Vietnamese folk paintings are a combination of traditional cultural values with ancient artistic methods that have been created through generations. The folk paintings are indispensable ornaments of ancient Vietnamese family at Tet (Lunar New Year) or for worshipping.
Hang Trong folk painting
Hang Trong painting is a genre of Vietnamese woodcut painting that appeared 400 years ago as religious and Lunar New Year hanging pictures. The paintings originated from the area of Hàng Trống in the Old Quarter of Hanoi covers topics such as social and cultural practices or illustrates popular folk tales. The most famous Hang Trong paintings are Ngu ho (the Five Tigers), Tu Phu (the Four Palaces), Tam Phu (the Three Palaces), and Tu Quy (Four Seasons) usually used for worshipping. However, there are also paintings with folk themes such as Bit Mat Bat De (Blind Man’s Buff), or Thay Do Coc (The Toad Scholar) used for the family decoration of families during the Tết holiday.
The art of making Hang Trong paintings is always considered a symbol of traditional culture and aesthetic value of Vietnam.In making a Hang Trong painting, the craftsman starts with woodblocks to print black outlines, then draws the details and finally colours the picture in by hand. Because the main part of the process is made by the craftsman’s hands, Hang Trong pictures are slightly different from one to another. The paper used in making Hang Trong painting is called Xuyến Chỉ paper. Hang Trong craftsmen colourize pictures with pigments, and therefore the tone of Hang Trong paintings is usually bright and attractive with principal colours being pink, blue, green, red and yellow.
Dong Ho folk painting
Dong Ho painting is also the other famous genre of Vietnamese folk painting originated in the Red River Delta. Dong Ho paintings reflect people’s innermost wishes, ideas and simple dreams. Therefore, unlike Hang Trong paintings, they are available throughout the country, from the villages to the capital city. In the past, Dong Ho painting used to be a precious decoration particularly to celebrate Tet Holiday. Vietnamese bought Dong Ho pictures and hang them on their wall for a year, and then replaced them with new ones for a new year. Everyday life, folk allegories, signs of happiness, luck and prosperity are main subjects of the painting. Some famous Dong Ho pictures like the Pig Herd, Hen Surrounded by Chickens, the Wedding of the Rat, Scene of Wrestling, or Scene of Catching Coconuts would be your best choice for a gift.
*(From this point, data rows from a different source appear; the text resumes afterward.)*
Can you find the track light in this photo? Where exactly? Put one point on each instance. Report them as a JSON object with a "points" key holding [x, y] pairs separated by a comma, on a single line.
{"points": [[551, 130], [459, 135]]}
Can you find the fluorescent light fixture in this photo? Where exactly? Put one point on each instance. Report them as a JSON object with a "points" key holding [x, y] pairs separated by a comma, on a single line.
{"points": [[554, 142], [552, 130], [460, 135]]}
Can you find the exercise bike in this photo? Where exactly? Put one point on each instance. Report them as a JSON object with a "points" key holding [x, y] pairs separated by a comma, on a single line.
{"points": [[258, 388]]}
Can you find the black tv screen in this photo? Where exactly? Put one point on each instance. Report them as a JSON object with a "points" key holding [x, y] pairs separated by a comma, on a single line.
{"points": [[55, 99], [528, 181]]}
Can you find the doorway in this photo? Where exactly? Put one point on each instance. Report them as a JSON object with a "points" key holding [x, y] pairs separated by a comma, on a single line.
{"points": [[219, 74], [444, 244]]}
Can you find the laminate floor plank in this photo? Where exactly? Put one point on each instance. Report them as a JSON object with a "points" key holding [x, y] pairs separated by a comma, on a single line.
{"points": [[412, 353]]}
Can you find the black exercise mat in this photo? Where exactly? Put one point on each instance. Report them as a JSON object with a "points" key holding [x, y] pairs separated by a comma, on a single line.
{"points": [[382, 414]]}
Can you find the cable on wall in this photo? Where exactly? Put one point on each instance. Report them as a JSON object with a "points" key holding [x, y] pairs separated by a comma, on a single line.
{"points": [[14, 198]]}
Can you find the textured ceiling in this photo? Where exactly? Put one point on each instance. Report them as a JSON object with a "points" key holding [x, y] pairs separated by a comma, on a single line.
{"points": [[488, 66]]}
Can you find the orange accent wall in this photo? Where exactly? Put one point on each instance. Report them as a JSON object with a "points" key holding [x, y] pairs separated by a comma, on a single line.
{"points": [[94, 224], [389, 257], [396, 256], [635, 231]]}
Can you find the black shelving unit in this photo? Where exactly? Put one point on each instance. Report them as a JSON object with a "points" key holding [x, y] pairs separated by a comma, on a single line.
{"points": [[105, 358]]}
The most special feature of Dong Ho paintings is that it uses diep powder coat on the paper. It is a white powder made from the shells of diep, a kind of river scallop to make silver lustre glitter. On the background, the colours are applied with a woodblock. Some of the paintings only have simple black lines, while others are printed with one other colour. All of the materials for creating the colours for these paintings come from nature. A wide spectrum of colours can be made using mixing and multi-coloured printing techniques. You can visit Dong Ho village to experience the making of the paintings or buy some pictures at the Old Quarter in Hanoi.
Kim Hoang paintings
Kim Hoang paintings, or red paintings, are made on the outskirts of Hanoi since 18 century. Kim Hoang paintings are printed and drawn on imported coloured paper, usually bright red or yellow, and printed with black lines and shapes; other colours used to separate the shapes. Sometimes, the paintings are reprinted to create clear lines. The themes of Kim Hoang paintings are similar to those of the Dong Ho paintings, but there are also Chinese characters such as Phuc, Loc,Tho (meaning “Happiness”, “Good Luck”, and “Longevity”), that have the typical seasonal flowers printed next to each character. By 1945 Kim Hoang painting has been lost in a great flood. Now you can find them when visiting Vietnam Fine Arts Museum in Hanoi.